The aim of our research is to understand how genome stability is maintained in response to DNA double-strand breaks, and to exploit our findings to target cancer.
Exposure to ionizing radiation (IR) can cause chromosome breaks, in which both DNA strands are broken. In addition to causing cell death (the desired outcome during radiation therapy), such lesions can also cause chromosomal rearrangements and genome instability, a hallmark of cancer cells. We are focusing on the early events and chromatin modifications in DNA double-strand break (DSB) repair and misrepair. Further, we are exploiting our findings to develop novel targeted cancer therapies in the clinic.
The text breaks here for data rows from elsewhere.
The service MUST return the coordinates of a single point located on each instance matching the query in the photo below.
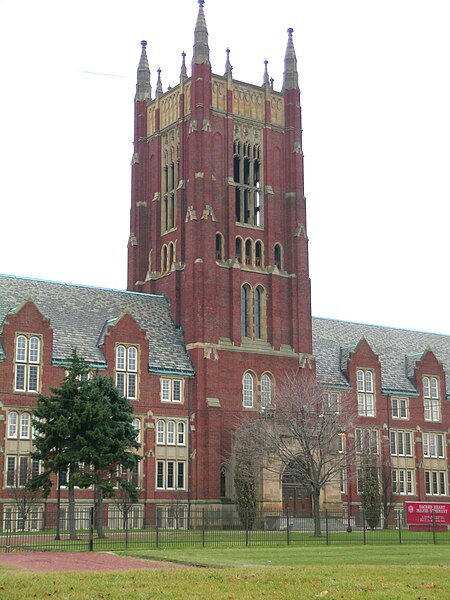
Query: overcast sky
(374, 77)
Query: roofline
(64, 362)
(380, 326)
(81, 285)
(172, 372)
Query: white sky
(374, 76)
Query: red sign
(423, 513)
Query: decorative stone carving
(191, 214)
(300, 230)
(210, 351)
(208, 212)
(305, 360)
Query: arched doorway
(296, 494)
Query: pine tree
(83, 423)
(370, 491)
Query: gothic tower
(218, 225)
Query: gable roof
(398, 351)
(78, 316)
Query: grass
(277, 573)
(294, 556)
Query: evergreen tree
(245, 483)
(83, 423)
(108, 441)
(370, 491)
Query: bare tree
(301, 434)
(389, 495)
(25, 497)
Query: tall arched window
(248, 252)
(171, 433)
(25, 423)
(181, 433)
(247, 180)
(259, 262)
(27, 363)
(170, 256)
(266, 390)
(219, 247)
(245, 310)
(164, 259)
(278, 255)
(127, 371)
(12, 424)
(137, 429)
(247, 390)
(260, 312)
(160, 431)
(238, 252)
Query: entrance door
(297, 500)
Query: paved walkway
(77, 561)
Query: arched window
(164, 259)
(366, 395)
(27, 363)
(260, 312)
(266, 390)
(247, 180)
(248, 389)
(171, 433)
(160, 430)
(239, 249)
(278, 255)
(219, 247)
(137, 429)
(181, 433)
(12, 424)
(127, 371)
(25, 422)
(245, 310)
(248, 252)
(259, 261)
(170, 257)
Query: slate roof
(397, 349)
(78, 316)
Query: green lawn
(343, 572)
(294, 556)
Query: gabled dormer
(26, 347)
(125, 347)
(429, 378)
(362, 367)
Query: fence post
(287, 527)
(364, 526)
(433, 524)
(126, 526)
(91, 529)
(246, 527)
(203, 527)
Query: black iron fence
(150, 526)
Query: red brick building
(218, 307)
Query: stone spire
(183, 74)
(201, 48)
(143, 87)
(159, 84)
(290, 79)
(266, 80)
(228, 67)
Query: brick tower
(218, 225)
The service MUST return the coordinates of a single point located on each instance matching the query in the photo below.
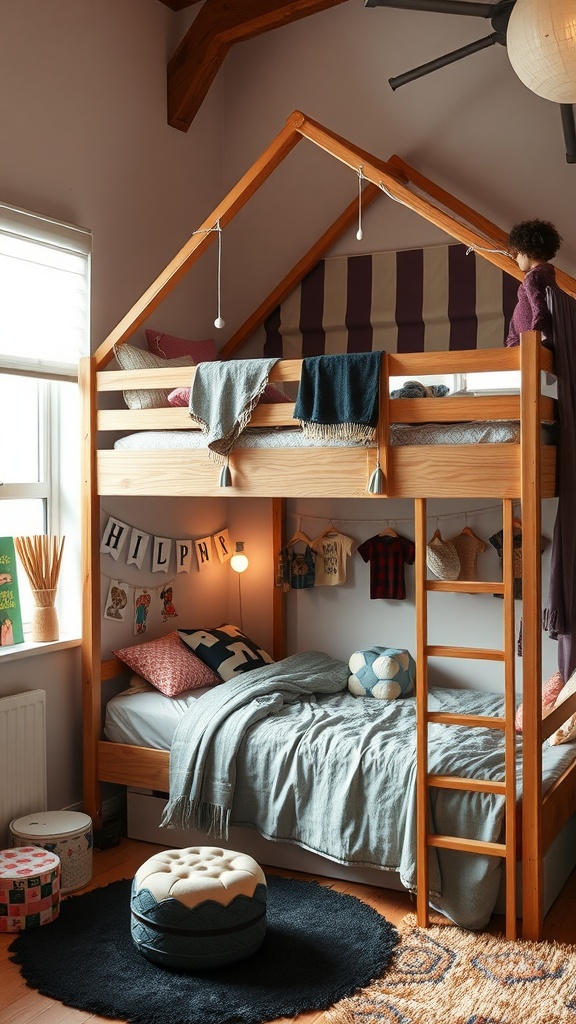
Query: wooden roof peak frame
(394, 177)
(217, 27)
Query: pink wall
(84, 138)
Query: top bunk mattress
(481, 432)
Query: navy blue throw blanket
(560, 615)
(338, 395)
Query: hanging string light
(218, 323)
(359, 233)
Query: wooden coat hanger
(387, 531)
(326, 532)
(298, 536)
A role for the chromatin mark H3K36me3 in DNA repair
DNA is tightly wrapped up around proteins called histones to form chromatin. We have studied a chromatin mark, (histone H3 lysine 36 trimethylation), which is frequently lost in some human cancers, including 60% of clear cell renal cell carcinomas (kidney cancers) and associated with poor prognosis. From our studies using the fission yeast Schizosaccharomyces pombe, we found a role for Set2, (the histone H3K36 methyltransferase) in facilitating DSB repair. We further defined a central role for H3 lysine 36 trimethylation (H3K36me3) in promoting homologous recombination (HR) repair of DSBs, and maintaining genome stability in human cells. We found that loss of SETD2, and subsequently other HR repair factors, including RPA, BRCA1 or BRCA2, led to significantly elevated levels of DSB misrepair through use of the microhomology-mediated end joining (MMEJ) pathway. Our findings have identified a more general role for HR repair factors in maintaining genome stability by both promoting error-free HR repair and by suppressing mutagenic MMEJ repair of DSBs.
Targeting histone H3K36me3-deficient cancers
We have exploited a powerful genetic approach (synthetic lethality) using yeast and human systems to identify drugs, which specifically kill histone H3K36me3-deficient cancers. From our initial observations in fission yeast, we identified a conserved synthetic lethal interaction between loss of SETD2 and WEE1 inactivation. Surprisingly, we found that cell death in this context arises through replicative catastrophe, resulting from critically low deoxyribonucleotide (dNTP) levels, leading to DNA damage and apoptosis. Mechanistic analysis indicated that H3K36me3 loss resulted in reduced expression of the ribonucleotide reductase subunit, RRM2, and to reduced dNTP supply. Further, WEE1 inhibition, using the potent WEE1 inhibitor AZD1775, led to degradation of RRM2, thus depleting dNTPs, and to elevated DNA replication origin firing, thereby increasing dNTP demand. Importantly, we found that treatment of H3K36me3-deficient cancer xenografts with AZD1775 caused cancer regression without signs of toxicity. Having developed a biomarker to detect H3K36me3 loss in patient samples, the use of the WEE1 inhibitor, AZD1775, has now been taken into clinical trials to target H3K36me3-deficient cancers.